With the latest revision of CE (version 7.2) SAP has done a good job of introducing even more “zero-coding” solutions which are built to decrease development time. From a tooling perspective, BPXers and Designers have all reason to be cheerful: Agile (or rapid) development of standards-based SAP software has never been more of a reality than today, as my colleague Owen Pettiford recently pointed out in his The specified item was not found..
Hearts & Minds
As with so many things IT and computer, the obstacles are not tools or machines. It’s the paradigms, habits and routines of developers and users that pose the real challenge.
In many cases, IT departments want to work agile to begin with, but then realise that clinging on to producing an abundance of development documentation stifles this flame.
Or: Designers and developers can suggest usage of wikis and social media sites. But if IT security policies see the usage of latest browsers as a risk and therefore prevent usage of latest web based tools, then there is little that can be done in the short term.
I also find that Wikis and other Web 2.0-based tools are more likely to be adopted by IT themselves, not the analysts and hybrid managers that act as the bridge between business and IT. A tragic position to be in, as it is exactly these people you need on board!
In my experience software designers and developers can become very infatuated with tools such as Wikis, Twitter-style team messaging and latest collaborative tools. I’ve been there myself! A while ago I wanted to know which software tools are best for the Scrum Methodology and I asked the question on Twitter. I thought the most impressive replies were the those where people said: “We use sticky notes” or “A white board”. Respect !

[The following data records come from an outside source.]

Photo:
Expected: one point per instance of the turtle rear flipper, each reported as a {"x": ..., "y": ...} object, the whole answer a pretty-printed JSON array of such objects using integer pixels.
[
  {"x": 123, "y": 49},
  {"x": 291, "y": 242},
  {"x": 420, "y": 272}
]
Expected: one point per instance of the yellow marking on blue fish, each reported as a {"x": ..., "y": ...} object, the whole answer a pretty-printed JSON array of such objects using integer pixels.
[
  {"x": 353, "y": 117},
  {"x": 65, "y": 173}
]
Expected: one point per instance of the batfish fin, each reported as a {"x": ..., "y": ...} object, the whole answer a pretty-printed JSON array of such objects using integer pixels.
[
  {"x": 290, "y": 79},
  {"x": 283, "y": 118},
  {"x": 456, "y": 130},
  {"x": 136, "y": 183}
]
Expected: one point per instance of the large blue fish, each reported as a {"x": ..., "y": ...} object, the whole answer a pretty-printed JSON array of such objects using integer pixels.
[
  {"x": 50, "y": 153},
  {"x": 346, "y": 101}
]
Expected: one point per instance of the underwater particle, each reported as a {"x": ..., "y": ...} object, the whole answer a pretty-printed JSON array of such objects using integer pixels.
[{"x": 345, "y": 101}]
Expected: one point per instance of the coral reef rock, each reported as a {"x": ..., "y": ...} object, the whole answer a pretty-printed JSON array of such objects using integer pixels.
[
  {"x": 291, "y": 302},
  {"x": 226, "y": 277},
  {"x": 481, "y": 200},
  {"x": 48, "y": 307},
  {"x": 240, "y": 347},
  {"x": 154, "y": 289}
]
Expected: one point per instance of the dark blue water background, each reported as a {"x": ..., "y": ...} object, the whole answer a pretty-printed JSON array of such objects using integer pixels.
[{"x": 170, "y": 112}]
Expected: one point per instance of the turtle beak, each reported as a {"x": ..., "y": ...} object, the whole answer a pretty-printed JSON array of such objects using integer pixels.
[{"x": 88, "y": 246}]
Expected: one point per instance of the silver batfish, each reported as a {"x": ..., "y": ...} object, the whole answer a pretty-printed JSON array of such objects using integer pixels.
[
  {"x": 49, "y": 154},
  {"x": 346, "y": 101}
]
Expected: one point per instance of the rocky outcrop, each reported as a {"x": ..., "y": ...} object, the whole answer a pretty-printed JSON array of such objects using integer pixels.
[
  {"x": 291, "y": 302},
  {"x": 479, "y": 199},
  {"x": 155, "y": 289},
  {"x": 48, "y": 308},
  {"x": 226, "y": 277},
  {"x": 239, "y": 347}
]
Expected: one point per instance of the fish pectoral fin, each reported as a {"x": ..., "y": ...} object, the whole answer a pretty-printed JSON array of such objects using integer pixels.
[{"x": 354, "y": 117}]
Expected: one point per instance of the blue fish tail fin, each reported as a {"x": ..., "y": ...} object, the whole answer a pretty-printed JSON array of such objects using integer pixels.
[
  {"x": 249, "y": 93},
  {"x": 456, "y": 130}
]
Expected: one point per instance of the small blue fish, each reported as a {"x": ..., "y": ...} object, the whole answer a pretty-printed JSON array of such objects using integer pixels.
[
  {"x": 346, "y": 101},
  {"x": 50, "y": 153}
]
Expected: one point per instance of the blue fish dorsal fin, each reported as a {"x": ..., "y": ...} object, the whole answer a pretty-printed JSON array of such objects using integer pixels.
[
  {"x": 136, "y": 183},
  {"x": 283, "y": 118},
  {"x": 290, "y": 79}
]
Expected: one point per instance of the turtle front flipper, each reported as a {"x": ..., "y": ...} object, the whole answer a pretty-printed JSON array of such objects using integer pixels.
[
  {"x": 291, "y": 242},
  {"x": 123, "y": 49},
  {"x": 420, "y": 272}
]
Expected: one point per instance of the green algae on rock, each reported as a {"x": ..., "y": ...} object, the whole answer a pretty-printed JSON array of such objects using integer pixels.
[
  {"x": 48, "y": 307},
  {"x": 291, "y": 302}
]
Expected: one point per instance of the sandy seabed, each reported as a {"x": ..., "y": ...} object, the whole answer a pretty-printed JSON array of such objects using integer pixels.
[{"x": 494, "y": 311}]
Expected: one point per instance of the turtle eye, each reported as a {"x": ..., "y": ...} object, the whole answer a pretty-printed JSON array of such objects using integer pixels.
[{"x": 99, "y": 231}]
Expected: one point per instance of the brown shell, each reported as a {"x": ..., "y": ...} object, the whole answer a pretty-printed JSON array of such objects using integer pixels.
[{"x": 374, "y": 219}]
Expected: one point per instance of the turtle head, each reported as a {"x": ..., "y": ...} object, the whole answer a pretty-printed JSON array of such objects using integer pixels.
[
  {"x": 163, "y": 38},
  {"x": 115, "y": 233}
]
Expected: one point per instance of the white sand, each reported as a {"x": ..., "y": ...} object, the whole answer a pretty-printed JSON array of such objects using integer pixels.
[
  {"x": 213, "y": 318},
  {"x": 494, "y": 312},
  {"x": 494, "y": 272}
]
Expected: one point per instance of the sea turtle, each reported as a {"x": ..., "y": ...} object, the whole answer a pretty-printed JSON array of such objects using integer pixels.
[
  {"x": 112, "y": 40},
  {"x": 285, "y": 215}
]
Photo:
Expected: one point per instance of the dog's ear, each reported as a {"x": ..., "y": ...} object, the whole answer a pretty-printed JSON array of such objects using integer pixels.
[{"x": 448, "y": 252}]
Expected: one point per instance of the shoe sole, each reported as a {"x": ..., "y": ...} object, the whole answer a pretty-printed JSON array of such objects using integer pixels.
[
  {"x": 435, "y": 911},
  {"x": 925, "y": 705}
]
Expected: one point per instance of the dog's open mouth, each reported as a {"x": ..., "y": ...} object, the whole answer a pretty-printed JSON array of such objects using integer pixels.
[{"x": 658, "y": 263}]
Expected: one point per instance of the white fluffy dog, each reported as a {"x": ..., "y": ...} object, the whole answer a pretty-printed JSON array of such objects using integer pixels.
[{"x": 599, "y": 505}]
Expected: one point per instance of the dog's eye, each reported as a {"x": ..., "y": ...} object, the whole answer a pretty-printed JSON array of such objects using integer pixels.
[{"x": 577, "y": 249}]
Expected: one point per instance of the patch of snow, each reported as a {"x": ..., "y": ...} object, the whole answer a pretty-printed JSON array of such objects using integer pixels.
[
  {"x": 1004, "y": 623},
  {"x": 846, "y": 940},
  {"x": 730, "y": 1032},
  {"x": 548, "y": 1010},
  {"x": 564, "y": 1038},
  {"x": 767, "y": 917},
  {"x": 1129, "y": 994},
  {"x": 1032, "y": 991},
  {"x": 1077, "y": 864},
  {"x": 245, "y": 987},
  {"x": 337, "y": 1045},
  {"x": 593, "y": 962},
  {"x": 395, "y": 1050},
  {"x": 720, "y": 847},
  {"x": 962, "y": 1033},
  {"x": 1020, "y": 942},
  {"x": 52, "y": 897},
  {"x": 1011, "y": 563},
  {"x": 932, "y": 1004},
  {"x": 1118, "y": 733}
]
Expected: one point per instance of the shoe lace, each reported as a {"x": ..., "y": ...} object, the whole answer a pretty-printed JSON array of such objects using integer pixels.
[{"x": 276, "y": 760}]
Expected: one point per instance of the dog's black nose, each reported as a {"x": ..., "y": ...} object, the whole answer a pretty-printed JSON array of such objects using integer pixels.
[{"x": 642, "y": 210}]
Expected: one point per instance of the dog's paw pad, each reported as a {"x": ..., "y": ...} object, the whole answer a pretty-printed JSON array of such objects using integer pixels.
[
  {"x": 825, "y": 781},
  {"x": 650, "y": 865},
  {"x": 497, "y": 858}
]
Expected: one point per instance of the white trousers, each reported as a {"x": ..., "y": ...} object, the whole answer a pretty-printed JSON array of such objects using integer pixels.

Now, I’m not saying the software tools are no good. What I’m saying is that I do have a lot of time for pragmatic people who want to try to keep things simple.
So what can be done?
“You can’t always get what you want”
What’s important in my view is that a customer or client is being picked up at exactly the point of their own “agile evolution”. What do I mean by that?
I think it’s quite simple: it means being pragmatic and being flexible for workarounds. Rather than giving up on the idea of delivering working, good quality software, it’s more important to compromise on using a Wiki, for example. Instead, offer additional iterations or playbacks to compensate for the lack of collaborative documentation. Maybe even go back to emailed Word documents again if necessary. Or use screen grabs and screen videos to keep customers involved rather than insisting that only the latest video conferencing software will score the “agile high score” for you.
I guess I’m saying “don’t do agile for agile’s sake” and give other team members the time they need to adjust to a new way of thinking.
Now, you could say, “That’s all in the Agile manifesto!”. And you would be right. However a lot of what I read and hear about agile these days sounds like it’s a pill you take or a light switch you turn – eh presto! you’re in agile land. A “get agile quick scheme”. Sorry, but to me this doesn’t exist.
There is no shortcut to become agile
Realising that agile is a journey for a project team and not a destination, is the real eye opener here.
You better start that journey today.